U.S. coach Bob Bradley could certainly field a competitive team without Donovan. (Perhaps he can cite the patella tendonitis for which Donovan has been receiving treatment.) But that could trigger yet another firestorm unless Donovan clearly isn't fit: Every MLS coach clamoring to keep his players.
Bradley would then have to either pick his team irrespective of the effects on league teams, or leave all of the domestics at home and go Euro. I hope he does the latter, and not because of any MLS-centric philosophy.
The international date falls just days after the conclusion of Olympic qualifying, for which Coach Peter Nowak will field only a handful of his overseas players. A deal has been brokered with West Ham United, for example, by which Jonathan Spector didn't to join the U.S. national team to face Mexico last month but will be released for the Olympic qualifying knockout matches that precede the March 26 fixture date.
With several Olympic prospects as well as a solid fleet of senior internationals playing overseas, leaving the domestics at home and using an all-Euro squad against Poland is certainly feasible.

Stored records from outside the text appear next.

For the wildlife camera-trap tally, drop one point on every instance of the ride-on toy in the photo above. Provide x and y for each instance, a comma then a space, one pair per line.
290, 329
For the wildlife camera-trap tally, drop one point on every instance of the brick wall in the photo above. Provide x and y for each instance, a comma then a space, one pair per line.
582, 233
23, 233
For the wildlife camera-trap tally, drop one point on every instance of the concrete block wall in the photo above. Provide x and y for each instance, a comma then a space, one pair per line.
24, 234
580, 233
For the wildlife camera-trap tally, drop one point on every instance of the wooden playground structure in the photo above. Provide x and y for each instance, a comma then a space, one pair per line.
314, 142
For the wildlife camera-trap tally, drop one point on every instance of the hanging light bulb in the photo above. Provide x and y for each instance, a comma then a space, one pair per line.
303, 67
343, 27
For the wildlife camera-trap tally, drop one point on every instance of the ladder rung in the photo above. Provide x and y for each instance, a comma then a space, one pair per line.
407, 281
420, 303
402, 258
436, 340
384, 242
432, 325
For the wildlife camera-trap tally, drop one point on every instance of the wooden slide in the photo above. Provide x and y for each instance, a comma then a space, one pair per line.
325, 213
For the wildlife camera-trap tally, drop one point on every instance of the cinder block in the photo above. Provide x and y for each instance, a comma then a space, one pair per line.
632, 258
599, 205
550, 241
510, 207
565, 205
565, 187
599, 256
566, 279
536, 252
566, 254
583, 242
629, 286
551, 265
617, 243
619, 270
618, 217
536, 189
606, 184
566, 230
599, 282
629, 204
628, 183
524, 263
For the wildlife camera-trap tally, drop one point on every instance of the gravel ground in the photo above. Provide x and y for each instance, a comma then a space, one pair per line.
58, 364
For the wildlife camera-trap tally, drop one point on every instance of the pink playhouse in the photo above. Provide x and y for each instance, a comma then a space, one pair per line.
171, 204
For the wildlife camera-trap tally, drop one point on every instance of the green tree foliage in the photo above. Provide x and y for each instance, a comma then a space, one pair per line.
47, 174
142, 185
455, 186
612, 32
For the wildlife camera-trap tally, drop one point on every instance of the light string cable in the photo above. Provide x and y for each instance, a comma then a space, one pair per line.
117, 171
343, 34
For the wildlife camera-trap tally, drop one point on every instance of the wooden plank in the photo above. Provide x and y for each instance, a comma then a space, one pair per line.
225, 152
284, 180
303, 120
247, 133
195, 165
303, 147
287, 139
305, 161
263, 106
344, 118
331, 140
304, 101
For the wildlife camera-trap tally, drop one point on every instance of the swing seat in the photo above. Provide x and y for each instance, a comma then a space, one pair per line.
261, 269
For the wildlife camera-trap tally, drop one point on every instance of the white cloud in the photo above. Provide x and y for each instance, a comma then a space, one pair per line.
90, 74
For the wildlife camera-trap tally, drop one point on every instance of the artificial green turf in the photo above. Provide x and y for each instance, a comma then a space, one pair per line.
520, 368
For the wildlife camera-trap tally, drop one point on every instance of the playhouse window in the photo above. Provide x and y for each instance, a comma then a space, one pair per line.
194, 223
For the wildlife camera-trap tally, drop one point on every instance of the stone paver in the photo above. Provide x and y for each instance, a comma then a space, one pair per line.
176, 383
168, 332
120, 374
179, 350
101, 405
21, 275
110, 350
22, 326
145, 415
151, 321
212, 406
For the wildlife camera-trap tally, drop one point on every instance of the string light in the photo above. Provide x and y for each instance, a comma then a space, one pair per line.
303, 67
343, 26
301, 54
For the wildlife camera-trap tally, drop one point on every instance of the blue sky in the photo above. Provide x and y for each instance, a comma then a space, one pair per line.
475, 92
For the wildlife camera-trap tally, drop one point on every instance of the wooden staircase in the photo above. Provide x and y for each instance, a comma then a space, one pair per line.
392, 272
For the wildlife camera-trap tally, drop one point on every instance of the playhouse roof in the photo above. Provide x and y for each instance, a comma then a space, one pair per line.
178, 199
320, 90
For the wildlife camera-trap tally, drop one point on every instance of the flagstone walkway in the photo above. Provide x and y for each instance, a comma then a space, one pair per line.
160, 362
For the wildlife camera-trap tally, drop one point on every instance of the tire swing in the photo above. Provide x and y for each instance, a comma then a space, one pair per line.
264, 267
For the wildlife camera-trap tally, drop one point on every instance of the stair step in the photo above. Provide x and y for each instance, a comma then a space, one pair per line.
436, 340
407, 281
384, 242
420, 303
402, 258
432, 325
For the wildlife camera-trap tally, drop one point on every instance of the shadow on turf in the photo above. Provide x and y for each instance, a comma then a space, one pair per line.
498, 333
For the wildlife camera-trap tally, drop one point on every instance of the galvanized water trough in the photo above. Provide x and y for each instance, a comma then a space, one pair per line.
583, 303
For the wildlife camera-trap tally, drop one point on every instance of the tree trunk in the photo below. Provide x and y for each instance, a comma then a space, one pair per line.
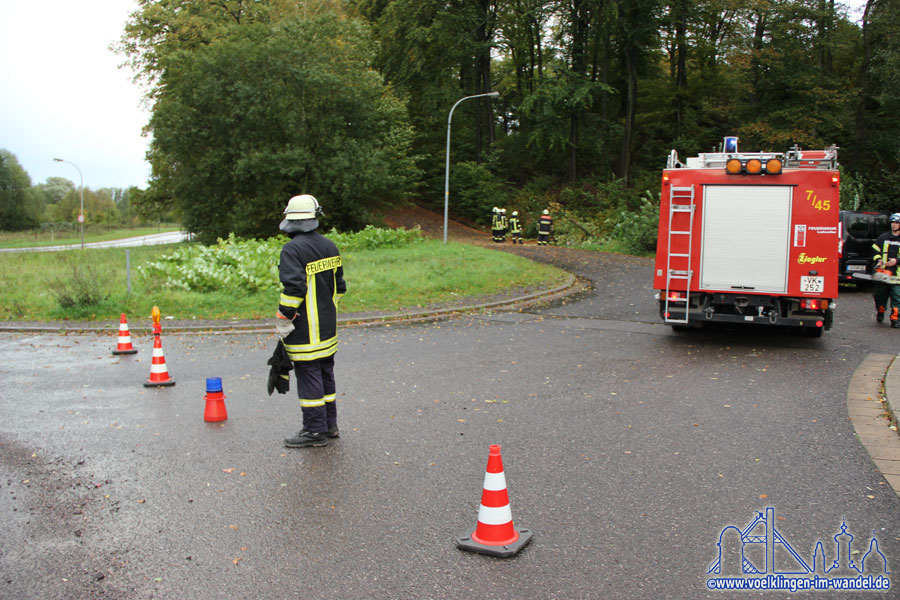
861, 116
631, 57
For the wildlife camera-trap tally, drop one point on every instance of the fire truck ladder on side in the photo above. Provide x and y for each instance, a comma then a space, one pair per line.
681, 201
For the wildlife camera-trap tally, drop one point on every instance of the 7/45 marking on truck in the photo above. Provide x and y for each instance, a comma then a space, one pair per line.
811, 285
816, 203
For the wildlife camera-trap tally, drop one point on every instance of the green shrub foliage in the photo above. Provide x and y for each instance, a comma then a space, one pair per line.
251, 266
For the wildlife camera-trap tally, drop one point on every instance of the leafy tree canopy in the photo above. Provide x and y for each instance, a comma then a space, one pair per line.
267, 111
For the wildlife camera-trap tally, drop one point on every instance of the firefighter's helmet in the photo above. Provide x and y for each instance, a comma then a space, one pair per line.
301, 215
302, 207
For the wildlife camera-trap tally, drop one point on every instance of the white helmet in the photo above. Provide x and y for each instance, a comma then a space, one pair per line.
302, 207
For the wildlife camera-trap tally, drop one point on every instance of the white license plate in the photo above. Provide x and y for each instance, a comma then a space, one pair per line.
813, 285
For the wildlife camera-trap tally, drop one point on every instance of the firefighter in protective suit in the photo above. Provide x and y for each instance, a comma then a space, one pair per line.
887, 255
545, 228
313, 283
496, 226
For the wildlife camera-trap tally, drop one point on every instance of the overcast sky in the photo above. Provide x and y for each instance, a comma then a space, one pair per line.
62, 94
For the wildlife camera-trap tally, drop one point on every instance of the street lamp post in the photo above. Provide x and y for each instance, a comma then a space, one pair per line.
447, 167
81, 214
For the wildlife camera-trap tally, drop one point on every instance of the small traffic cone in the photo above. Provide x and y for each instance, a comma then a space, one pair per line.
159, 374
495, 533
215, 401
124, 346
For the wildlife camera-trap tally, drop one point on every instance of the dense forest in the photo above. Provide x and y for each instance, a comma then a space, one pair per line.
256, 100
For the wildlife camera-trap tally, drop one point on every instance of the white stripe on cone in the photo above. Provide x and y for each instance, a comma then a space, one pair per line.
494, 482
489, 515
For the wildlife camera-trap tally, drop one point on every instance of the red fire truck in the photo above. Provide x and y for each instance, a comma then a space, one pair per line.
749, 237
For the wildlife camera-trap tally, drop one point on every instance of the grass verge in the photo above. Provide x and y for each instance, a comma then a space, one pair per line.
420, 275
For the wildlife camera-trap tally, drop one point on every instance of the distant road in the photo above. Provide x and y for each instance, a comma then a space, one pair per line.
154, 239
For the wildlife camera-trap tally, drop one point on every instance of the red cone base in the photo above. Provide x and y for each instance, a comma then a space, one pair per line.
215, 407
159, 374
124, 346
495, 533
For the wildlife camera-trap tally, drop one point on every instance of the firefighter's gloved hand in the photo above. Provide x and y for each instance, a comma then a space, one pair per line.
280, 373
278, 380
283, 325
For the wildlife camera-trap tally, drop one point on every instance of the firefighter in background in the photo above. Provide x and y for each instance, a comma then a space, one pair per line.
313, 278
495, 225
887, 255
545, 228
515, 228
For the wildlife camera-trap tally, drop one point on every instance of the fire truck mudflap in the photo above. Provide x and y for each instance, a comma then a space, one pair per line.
749, 237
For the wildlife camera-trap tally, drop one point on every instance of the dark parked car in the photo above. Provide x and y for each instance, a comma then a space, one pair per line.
858, 230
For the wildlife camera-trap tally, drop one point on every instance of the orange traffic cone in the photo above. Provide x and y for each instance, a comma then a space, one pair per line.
495, 533
159, 374
124, 346
215, 401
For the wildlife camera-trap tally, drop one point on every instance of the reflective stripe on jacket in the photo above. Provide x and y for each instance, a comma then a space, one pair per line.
886, 247
312, 274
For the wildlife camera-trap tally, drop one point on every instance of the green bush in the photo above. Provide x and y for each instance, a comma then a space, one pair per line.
251, 265
84, 288
373, 238
637, 229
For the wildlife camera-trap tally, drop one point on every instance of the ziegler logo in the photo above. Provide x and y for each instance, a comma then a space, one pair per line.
803, 259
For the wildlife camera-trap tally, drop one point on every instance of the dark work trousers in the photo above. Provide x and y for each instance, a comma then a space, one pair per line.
315, 388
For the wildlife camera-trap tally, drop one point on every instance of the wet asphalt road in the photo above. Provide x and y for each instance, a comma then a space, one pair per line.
627, 449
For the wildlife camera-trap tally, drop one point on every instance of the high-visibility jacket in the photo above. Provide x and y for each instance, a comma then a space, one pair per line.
313, 278
886, 247
545, 225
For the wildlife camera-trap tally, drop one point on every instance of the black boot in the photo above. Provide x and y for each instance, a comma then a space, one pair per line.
306, 438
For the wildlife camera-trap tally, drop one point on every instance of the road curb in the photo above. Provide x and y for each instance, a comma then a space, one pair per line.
349, 320
868, 404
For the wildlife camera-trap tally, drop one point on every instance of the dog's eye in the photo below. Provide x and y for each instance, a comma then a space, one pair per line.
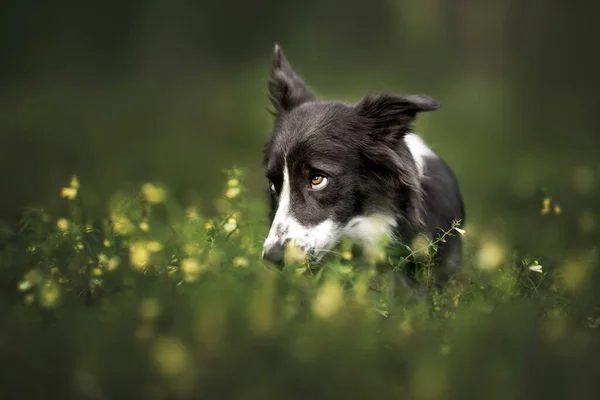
318, 182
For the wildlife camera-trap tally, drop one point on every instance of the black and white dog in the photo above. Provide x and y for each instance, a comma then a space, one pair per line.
337, 170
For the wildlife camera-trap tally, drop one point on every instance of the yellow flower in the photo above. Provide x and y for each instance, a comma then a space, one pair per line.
240, 262
121, 224
63, 224
68, 193
546, 202
74, 182
232, 192
113, 263
191, 269
49, 295
144, 226
30, 298
153, 194
231, 225
139, 256
192, 213
294, 254
154, 246
536, 268
150, 308
233, 182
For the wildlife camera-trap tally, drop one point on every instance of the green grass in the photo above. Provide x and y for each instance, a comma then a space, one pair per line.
157, 301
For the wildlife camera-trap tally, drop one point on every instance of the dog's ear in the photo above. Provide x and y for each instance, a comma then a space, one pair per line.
392, 115
286, 89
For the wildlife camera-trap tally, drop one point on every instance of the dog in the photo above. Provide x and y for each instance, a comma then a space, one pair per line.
356, 171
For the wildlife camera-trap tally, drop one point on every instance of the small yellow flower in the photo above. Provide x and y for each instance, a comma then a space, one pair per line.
74, 182
232, 192
546, 202
191, 249
154, 246
191, 269
294, 254
34, 276
150, 308
557, 209
144, 226
233, 182
121, 224
153, 194
49, 294
113, 263
231, 225
68, 193
536, 268
30, 298
139, 256
240, 262
192, 213
63, 224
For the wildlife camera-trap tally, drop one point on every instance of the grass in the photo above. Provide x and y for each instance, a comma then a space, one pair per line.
158, 301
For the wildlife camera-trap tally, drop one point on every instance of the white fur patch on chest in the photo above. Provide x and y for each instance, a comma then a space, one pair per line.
419, 150
370, 230
285, 227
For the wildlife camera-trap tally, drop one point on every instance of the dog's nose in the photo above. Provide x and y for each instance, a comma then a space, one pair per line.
274, 253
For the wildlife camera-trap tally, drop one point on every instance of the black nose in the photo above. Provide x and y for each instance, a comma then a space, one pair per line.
274, 253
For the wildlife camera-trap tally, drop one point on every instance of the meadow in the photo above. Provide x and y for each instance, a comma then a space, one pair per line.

As the per the general theme of MLS teams trying to block the selection of their players, seldom does the lobbying erupt into the public sector, aside from the splutterings of Revs coach Steve Nicol being stripped of five or six players in the days he had Clint Dempsey and Pat Noonan as well as Taylor Twellman, et al., or the consternation of Rapids coach Fernando Clavijo losing his central duo of Pablo Mastroeni and Kyle Beckerman (prior to Beckerman's move to Real Salt Lake last year). But there's always some give and take behind the scenes.
Playing against Poland, or France for that matter, on March 26 wouldn't rule out a player answering the bell on opening weekend, assuming he came through the match unscathed.
Players in all sports must endure the rigors of fatigue and jet lag, yet the demands loaded on continentally hopping soccer players are certainly unique, as many American players - and Beckham - have proved by wobbling through matches upon returning from international duty.
Let's hope Beckham gets the call, earns his 100th cap and comes out of the game unscathed, pleased to get it done and over with and re-focused on club glory, at least until the May 28 match against the USA at Wembley, when the process can start anew.